La cifra salió a la luz junto con la radicación, ante la Secretaría de la Cámara de Representantes, del proyecto de presupuesto que el Gobierno Nacional bautizó “Presupuesto de la verdad”. El monto llega a $635 billones y reconoce un faltante de $59,3 billones que, según la cartera, la administración anterior no financió.
Para cerrar esa brecha, el Ejecutivo fijó como meta llevar el déficit al 3,3% del PIB. La hoja de ruta arranca en los próximos días con un decreto que recortará y aplazará partidas de gasto, y continúa en las siguientes semanas con la radicación de la Ley de Rescate Económico, que apunta a un desbalance del 2,3% del PIB en 2027.
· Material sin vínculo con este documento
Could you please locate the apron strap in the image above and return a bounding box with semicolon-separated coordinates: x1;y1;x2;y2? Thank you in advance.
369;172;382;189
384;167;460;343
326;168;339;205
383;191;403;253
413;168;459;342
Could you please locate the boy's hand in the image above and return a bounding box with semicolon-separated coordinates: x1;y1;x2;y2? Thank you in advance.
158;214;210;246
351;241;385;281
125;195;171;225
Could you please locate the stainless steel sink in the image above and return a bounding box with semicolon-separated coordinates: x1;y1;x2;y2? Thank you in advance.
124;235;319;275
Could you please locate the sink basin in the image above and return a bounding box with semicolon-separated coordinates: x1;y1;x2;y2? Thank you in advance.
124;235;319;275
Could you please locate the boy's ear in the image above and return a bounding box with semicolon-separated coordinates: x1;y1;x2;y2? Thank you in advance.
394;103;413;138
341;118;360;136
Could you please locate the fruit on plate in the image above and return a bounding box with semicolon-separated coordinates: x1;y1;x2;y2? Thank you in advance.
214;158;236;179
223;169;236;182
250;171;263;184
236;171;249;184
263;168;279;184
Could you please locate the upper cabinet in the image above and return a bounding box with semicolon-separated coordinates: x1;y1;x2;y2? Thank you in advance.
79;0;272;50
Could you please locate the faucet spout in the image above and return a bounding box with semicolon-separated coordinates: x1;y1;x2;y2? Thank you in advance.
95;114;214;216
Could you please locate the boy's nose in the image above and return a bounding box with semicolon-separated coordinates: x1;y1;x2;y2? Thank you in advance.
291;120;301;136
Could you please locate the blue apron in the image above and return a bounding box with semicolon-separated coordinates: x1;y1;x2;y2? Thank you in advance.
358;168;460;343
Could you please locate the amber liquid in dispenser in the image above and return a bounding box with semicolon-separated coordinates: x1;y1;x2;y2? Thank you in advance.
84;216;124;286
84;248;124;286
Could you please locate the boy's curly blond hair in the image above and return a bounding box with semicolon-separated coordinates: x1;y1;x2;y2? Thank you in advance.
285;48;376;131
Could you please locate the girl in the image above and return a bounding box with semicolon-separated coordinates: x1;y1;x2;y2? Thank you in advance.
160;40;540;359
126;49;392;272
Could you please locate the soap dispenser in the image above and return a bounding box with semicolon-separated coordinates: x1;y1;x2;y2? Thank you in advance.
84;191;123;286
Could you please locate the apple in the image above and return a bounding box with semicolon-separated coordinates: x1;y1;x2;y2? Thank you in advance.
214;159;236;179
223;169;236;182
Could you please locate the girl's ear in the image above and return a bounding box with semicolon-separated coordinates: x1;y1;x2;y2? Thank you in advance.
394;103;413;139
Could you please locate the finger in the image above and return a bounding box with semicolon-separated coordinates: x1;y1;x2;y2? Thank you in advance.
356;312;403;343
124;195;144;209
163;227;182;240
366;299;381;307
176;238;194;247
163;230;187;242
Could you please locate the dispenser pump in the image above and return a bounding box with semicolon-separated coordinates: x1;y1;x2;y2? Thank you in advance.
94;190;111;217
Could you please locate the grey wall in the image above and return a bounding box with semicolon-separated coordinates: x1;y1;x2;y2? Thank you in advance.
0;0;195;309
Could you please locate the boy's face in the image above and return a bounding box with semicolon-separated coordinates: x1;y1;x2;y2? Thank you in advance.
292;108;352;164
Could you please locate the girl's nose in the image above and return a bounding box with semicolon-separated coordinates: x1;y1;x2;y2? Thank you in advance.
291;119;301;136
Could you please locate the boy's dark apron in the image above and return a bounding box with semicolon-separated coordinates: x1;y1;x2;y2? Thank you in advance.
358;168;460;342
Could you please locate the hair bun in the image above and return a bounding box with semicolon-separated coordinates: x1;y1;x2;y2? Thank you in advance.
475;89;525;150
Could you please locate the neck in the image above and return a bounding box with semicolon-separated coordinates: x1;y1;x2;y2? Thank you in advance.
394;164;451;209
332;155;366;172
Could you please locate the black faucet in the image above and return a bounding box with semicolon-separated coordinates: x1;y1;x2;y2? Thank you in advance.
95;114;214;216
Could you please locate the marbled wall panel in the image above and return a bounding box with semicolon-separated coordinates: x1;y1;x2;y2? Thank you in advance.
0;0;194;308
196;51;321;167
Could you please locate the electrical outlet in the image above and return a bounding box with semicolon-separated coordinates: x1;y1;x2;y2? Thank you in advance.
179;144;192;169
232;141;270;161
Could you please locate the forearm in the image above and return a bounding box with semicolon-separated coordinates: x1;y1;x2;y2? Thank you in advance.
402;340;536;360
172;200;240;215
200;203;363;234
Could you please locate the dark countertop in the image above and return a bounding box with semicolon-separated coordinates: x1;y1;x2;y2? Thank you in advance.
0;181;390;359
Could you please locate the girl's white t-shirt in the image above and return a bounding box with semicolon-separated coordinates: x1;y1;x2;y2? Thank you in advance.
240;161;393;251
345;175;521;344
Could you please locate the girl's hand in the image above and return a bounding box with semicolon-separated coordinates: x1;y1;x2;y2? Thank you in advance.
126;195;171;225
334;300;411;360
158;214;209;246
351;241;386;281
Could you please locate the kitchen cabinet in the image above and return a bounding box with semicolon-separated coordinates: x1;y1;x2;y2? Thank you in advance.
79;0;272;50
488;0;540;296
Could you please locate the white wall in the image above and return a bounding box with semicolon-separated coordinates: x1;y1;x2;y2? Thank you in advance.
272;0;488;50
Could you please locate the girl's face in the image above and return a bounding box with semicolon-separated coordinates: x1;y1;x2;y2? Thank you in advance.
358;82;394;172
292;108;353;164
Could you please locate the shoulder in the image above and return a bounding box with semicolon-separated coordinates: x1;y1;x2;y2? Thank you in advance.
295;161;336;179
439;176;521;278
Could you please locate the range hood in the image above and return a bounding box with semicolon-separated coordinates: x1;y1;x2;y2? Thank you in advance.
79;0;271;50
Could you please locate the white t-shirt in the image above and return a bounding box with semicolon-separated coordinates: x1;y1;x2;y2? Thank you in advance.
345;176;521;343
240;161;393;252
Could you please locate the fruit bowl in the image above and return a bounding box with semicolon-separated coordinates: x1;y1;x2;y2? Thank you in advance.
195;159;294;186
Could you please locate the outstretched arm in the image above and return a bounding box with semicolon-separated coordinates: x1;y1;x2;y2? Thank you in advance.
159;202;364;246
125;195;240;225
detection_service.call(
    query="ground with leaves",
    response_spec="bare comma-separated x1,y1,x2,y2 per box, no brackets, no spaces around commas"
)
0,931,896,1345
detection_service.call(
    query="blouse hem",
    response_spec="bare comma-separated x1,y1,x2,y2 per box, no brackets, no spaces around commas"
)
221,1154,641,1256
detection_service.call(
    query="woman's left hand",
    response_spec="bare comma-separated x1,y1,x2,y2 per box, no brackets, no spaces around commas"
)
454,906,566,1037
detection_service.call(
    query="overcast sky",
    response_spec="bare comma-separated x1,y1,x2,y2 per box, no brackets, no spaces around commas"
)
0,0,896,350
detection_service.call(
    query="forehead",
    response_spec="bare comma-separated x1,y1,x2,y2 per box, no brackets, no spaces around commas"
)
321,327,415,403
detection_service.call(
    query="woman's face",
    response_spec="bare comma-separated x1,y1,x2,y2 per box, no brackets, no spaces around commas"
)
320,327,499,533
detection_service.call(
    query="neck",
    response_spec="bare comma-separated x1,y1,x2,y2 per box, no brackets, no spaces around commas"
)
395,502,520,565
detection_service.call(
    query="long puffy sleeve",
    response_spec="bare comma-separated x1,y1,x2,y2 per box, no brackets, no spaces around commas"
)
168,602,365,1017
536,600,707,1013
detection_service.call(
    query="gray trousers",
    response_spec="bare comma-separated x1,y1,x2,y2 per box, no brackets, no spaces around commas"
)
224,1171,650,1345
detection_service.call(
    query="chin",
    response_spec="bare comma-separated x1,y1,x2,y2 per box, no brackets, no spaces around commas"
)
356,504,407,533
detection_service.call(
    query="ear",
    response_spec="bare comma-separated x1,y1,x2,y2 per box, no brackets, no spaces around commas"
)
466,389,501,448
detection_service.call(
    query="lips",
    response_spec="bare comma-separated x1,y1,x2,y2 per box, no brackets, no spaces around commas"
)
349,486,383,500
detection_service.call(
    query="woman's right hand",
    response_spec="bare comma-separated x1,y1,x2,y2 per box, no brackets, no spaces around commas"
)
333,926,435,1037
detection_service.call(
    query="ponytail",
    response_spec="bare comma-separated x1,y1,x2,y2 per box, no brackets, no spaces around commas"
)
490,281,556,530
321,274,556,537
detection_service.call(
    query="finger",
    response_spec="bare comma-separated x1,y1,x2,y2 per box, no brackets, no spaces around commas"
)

El aumento frente a los $575 billones del presupuesto Petro responde a dos frentes. Por un lado, rubros obligatorios que quedaron sin recursos: $9,6 billones del Fondo de Estabilización de Precios de Combustibles, $6,5 billones en pensiones, $4,5 billones en salarios de servidores públicos, $2,0 billones en salud y $0,7 billones para universidades públicas.
El otro frente es la deuda, cuyo servicio crece $37,4 billones por vencimientos de corto plazo con tasas altas que, afirma Hacienda, la administración saliente omitió en sus cálculos.
El ministro Miguel Gómez descartó que ambos ejercicios presupuestales admitan comparación, porque el anterior traía partidas mal calculadas u omitidas: “Es como comparar peras con manzanas”, dijo.
Frente a 2026, el proyecto incluye un ahorro de $17,5 billones: $2,8 billones menos en compras de bienes y servicios, $2,5 billones en inversión no prioritaria y $12 billones repartidos en más de 250 líneas de gasto.